In this 28th year, the exhibition features images by students representing eight high schools: Bellaire, Carnegie Vanguard, DeBakey, Eastwood Academy, Furr, Westbury, Westside, and Jack Yates.
The students documented daily life in their respective communities, capturing moments that reflect their sense of self, their future, and their imminent transition into adulthood.
“Hyperreal: Gray Foy” at Menil Drawing Institute (April 21-September 3)
Enter the surrealistic and sometimes magical world of Gray Foy’s imaginative artwork in this first solo museum exhibition of the midcentury American, Dallas-born artist.
Spanning the artist’s career from the 1940s to the 1970s, the exhibition traces Foy’s early Surrealism influences, which he described as “hyper-realism,” to his later inspiration in nature’s transitional and transformative states, culminating in works were he explored botanical and ecological subjects.
The exhibition also celebrates two recent gifts of nearly 80 drawings to the Menil, a selection of which will be on display.

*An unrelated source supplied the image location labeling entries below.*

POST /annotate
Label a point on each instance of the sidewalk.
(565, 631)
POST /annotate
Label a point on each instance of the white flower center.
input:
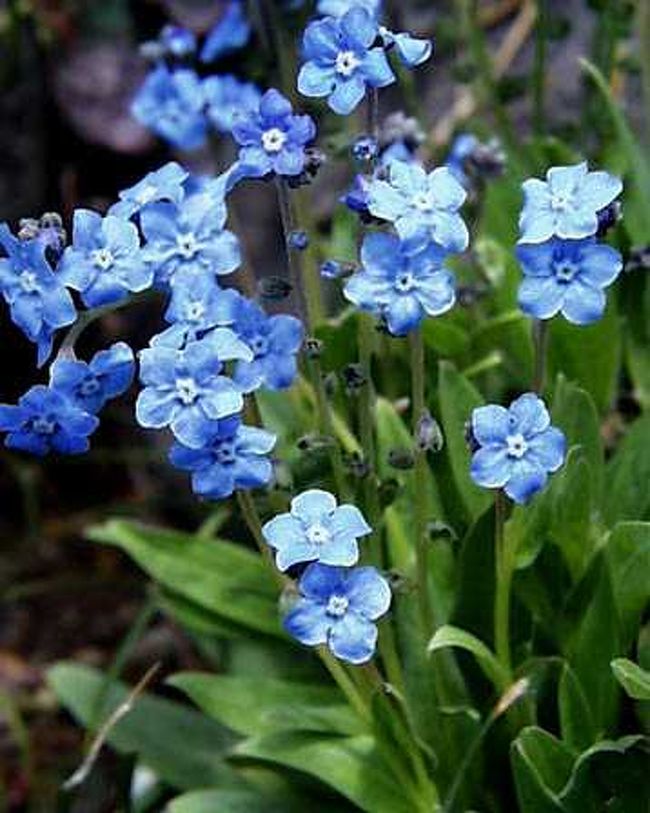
(273, 140)
(337, 606)
(102, 258)
(517, 446)
(186, 390)
(347, 62)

“Gray Foy’s unusual talent caught the eye of some of the savviest drawings connoisseurs of the mid-20th century, but because Foy stopped working mid-career, he is not well remembered today. This exhibition is selected from recent gifts to the Menil Collection, now an important repository of Foy’s drawings,” describes Menil director, Rebecca Rabinow.
“Si Lewen: The Parade” at Menil Drawing Institute (April 21-September 3)
In a first for the U.S., the MDI brings together all 55 original drawings that the ground-breaking Polish-born American artist created for graphic novel, The Parade, about the never-ending cycle of war.
The Parade speaks to cycles of war, the seductive glory and pomp, followed by soldier enlistment, community deprivation, devastating destruction, death, and heartbreak.
Of the monumental work, MDI assistant curator Kelly Montana describes, “Si Lewen: The Parade evokes the destruction and despair surrounding World War II in Europe as authoritarian violence built and lives were lost. Inspired by the traditions of visual narrative by artists like Frans Masereel, Lewen created a deeply affecting set of works that carry a message as potent today as it was in the 1950s when the book was published.”
“A Gift from the Bower” at Locke Surls Center for Art and Nature (April 22-23)
Yes, we have to get outside the Loop — multiple loops — for this art in nature exhibition at Splendora Gardens in Cleveland, Texas. But with a partnership between DiverseWorks and the Locke Surls Center for Art and Nature (LSCAN), we expect it worth the drive.
Originally conceived by artists James Surls and Charmaine Locke, this outdoor, multidisciplinary art exhibition lies within natural galleries formed by small clearings in the woods of Southeast Texas.
The project is co-curated by Jack Massing and Xandra Eden to include newly commissioned works by fourteen artists and artist teams. The flora and fauna of the grounds of LSCAN take a central role in a number of the artists’ works, while others focus on community, the environment, and our relationships to nature and land.
Look for art from renowned and up and coming artists including Leticia R. Bajuyo, Susan Budge and George Tobolowsky, John Calaway, Carlos Canul and Rachel Gardner, Lina Dib, Alton DuLaney, Ronald L. Jones, Sharon Kopriva, Charmaine Locke, Jack Massing, Sherry Owens and Art Shirer, Patrick Renner, Kaneem Smith, and James Surls.
“Evita Tezeno: Out of Many” at Houston Museum of African American Culture (April 27-June 17)
This new exhibition by the Texas-born collage artist showcases her technique that combines painting and collage.
Tezeno’s tapestry-like works are carefully constructed from a variety of materials she brings together to depict everyday scenes from Black Life in America. Turning the phrase “Out of Many, One” and its Latin form E Pluribus Unum, which articulates the ideals of America’s Founding Fathers, the exhibition “Out of Many” aspire to those ideals, representing, with fondness, the days in the lives of everyday Black Americans.